From the flat roof, the panoramic view extends from Boston Light on the south, to the Magnolia shore on the north, overlooking Marblehead Neck and the entire harbor.

== Provenance ==
=== Ballard ===
The castle was completed June 1927 by Marblehead artist Waldo Ballard (1873–1958) and his wife, Joan Ballard ( Joanna McCoy; 1873–1958), who stated that they based their design on Erik the Red's castle at Brattahlíð in Greenland, although the structure is Gothic in nature and does not resemble buildings of the type that would have been constructed at Brattahlíð during the era of Erik the Red. It is said that Ballard painted an oriental rug design on the castle's great room floor, based on an actual carpet in the nearby Jeremiah Lee Mansion.

=== Herreshoff ===
In 1945 the Ballards sold the castle to L. Francis Herreshoff (1890–1972), son of noted yacht designer Nathanael Greene Herreshoff (1848–1938) and acclaimed yacht designer in his own right. Herreshoff, in 1926, had gone into business for himself as a yacht designer in Marblehead.

=== Vaughn ===
After Herreshoff's death, Muriel M. Vaughn ( Muriel Elizabeth Miller; 1915–1990) occupied the castle. Muriel had been Herreshoff's secretary. According to her biography by the Mystic Seaport Museum, L. Francis Herreshoff had designated Vaughn as executrix and sole beneficiary of his estate. Vaughn moved into the Castle and continued to operate his yacht design business. She collected his writings into two books, Sensible Cruising Designs (1973) and An L. Francis Herreshoff Reader (1978).

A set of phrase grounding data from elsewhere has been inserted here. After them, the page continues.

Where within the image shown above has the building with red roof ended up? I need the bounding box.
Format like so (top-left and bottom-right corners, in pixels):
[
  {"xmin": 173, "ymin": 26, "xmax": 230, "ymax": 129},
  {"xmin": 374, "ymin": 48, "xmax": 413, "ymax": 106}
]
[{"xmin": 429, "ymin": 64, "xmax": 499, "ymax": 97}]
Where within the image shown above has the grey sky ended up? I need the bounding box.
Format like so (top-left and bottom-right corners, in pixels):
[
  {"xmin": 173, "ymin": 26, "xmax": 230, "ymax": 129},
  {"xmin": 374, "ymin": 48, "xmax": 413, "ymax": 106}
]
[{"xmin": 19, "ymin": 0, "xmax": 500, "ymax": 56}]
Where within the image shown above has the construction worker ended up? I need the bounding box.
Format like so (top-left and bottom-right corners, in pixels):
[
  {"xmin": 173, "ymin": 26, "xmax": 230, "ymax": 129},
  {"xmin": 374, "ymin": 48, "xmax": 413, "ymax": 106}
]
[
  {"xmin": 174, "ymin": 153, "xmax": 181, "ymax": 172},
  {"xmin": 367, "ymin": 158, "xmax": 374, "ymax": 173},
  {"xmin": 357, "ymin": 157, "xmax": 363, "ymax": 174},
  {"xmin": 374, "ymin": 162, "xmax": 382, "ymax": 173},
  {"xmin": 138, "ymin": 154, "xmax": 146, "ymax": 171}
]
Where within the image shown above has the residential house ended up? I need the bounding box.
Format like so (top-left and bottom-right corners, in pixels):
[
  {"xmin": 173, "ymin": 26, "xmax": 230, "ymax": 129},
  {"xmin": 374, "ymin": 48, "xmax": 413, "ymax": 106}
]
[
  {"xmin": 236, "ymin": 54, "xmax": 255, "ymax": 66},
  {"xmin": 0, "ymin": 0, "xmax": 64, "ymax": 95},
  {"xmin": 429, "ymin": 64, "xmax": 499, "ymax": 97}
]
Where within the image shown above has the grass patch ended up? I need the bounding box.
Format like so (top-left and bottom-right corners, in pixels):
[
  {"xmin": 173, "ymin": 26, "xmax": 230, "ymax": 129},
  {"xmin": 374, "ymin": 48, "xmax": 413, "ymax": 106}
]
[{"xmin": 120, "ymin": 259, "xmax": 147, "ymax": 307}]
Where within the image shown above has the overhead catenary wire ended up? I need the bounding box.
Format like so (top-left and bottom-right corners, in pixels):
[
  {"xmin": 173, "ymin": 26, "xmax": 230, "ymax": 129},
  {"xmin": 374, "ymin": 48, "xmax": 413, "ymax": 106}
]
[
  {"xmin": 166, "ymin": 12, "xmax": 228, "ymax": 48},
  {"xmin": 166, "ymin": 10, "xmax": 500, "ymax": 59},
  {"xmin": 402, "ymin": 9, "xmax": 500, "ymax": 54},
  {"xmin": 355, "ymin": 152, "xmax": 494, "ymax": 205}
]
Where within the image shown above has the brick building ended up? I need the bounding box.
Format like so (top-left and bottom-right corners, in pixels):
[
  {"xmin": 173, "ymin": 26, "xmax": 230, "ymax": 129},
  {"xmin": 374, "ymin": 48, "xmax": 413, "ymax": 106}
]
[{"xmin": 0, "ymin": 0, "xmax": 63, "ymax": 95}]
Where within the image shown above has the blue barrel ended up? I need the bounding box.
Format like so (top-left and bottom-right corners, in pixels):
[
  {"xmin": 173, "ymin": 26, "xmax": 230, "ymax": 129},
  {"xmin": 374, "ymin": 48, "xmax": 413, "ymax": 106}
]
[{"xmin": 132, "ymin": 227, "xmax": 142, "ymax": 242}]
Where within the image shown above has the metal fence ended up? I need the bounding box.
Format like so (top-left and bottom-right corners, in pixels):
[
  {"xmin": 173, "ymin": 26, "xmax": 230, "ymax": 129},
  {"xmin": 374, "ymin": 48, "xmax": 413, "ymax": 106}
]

Vaughn was the widow of Robert Lincoln Vaughn (1908–1958), who from 1951 to 1953 had been an executive officer at the Central Torpedo Office in Newport, Rhode Island. He was a graduate of Phillips Exeter (1927), Harvard College (1931), and Harvard Business School (1933). He died in 1958 from complications following an appendectomy. The Central Torpedo Office was an outgrowth of the Naval Torpedo Station, founded in 1869 on Goat Island. Muriel Vaughn, in 1936, was one of 6 women in a class of 67 graduates of the Massachusetts College of Pharmacy.

After Muriel died, Elizabeth Vaughn (born 1946), her daughter, inherited the estate, sold the Herreshoff Castle, but carried on some unfinished curation of Herreshoff's work.

=== Rubino ===
Michael Horton Rubino, EdD, JD, and his wife, Christina ( Pranker), acquired the Herreshoff Castle in 1990. Rubino was born in Marblehead.